VRAM温度は90℃を下回るように!ただ保証を無くしてまでやることなのかはイマイチ

これまではマイニングで最大負荷を掛けた場合、ファン速度を70%に固定した状態でVRAM温度が102℃〜106℃と超高温になっていました。ファン速度を100%に上げると96℃前後に下がるのでですが、かなりファンの音が大きくなります。
今回のサーマルパッド貼り替えにより、ファン速度70%で86℃〜88℃となり、およそ15℃の温度低下となりました。90℃を下回ると安心感が違いますね。ファン100%では80℃前半で安定します。

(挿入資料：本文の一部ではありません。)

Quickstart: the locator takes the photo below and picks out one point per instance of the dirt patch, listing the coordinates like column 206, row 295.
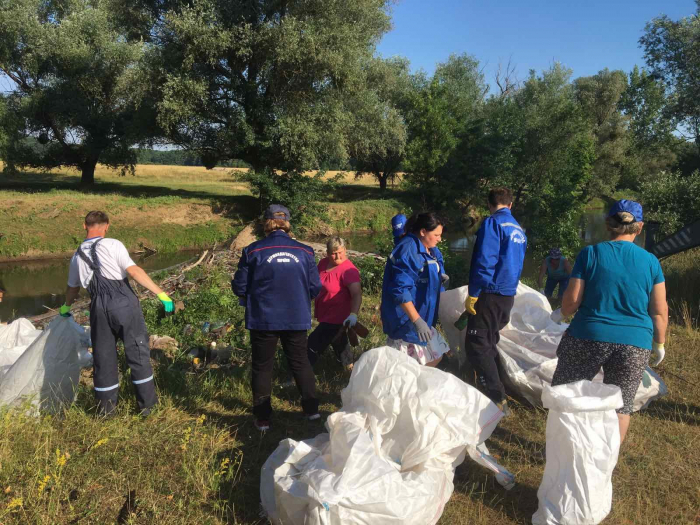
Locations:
column 188, row 214
column 244, row 238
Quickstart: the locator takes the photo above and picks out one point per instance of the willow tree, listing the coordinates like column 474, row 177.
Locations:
column 80, row 91
column 270, row 82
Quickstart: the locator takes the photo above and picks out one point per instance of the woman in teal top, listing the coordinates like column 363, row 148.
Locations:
column 558, row 270
column 618, row 294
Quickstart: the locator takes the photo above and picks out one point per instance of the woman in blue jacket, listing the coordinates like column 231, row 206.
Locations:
column 276, row 280
column 414, row 276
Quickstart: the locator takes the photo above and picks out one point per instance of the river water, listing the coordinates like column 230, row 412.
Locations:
column 30, row 286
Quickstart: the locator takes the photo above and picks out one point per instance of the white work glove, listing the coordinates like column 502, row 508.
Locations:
column 424, row 332
column 658, row 352
column 556, row 316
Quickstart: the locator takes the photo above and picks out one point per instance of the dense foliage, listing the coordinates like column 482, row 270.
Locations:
column 286, row 87
column 80, row 87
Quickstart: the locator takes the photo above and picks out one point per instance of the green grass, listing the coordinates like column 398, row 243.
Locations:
column 198, row 458
column 163, row 207
column 682, row 273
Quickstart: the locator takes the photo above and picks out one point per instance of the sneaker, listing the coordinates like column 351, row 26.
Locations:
column 262, row 425
column 503, row 407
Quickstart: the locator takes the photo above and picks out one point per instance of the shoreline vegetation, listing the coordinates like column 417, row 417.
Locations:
column 172, row 208
column 197, row 459
column 164, row 208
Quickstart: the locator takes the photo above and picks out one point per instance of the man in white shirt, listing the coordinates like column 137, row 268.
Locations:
column 101, row 266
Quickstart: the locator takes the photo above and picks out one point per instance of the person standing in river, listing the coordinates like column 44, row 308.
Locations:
column 103, row 266
column 497, row 262
column 558, row 269
column 276, row 279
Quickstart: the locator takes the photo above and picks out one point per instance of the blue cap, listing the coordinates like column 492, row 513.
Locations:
column 631, row 207
column 275, row 211
column 398, row 223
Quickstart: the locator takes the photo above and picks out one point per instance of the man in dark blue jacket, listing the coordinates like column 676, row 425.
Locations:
column 497, row 263
column 276, row 280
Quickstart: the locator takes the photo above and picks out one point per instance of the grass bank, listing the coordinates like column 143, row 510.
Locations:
column 163, row 207
column 198, row 459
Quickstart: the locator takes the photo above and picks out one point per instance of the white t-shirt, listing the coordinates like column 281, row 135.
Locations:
column 114, row 260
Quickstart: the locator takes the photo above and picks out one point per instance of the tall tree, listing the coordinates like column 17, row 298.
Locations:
column 378, row 134
column 443, row 110
column 269, row 82
column 672, row 52
column 80, row 88
column 599, row 96
column 644, row 102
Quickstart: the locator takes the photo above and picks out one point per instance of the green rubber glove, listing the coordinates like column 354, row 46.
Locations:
column 167, row 301
column 469, row 305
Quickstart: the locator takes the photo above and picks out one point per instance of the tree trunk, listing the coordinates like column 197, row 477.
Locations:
column 87, row 173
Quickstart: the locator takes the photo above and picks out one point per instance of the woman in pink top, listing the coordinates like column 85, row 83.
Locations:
column 338, row 303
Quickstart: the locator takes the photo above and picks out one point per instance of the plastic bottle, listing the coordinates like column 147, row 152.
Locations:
column 461, row 323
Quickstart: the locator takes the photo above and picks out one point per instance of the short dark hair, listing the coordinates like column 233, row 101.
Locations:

サーマルパッドの貼り替えは分解を伴うため、メーカーの保証は受けられなくなります。また、今回のように危うく故障に繋がるようなトラブルが発生する可能性も大いにあります。
もしサーマルパッドの貼り替えを行うのであれば、一旦分解してサーマルパッドの厚さを確認するのが良いでしょう。MSI GAMING X TRIOであれば、VRAM・ヒートシンク間用に1mm厚を一枚、VRAM・バックパネル間用に2mm厚が一枚あれば大丈夫です。

ZOTACによると、VRAM温度が100℃超えても想定内とのこと。サーマルパッドの貼り替えは無理してやることではないのかも。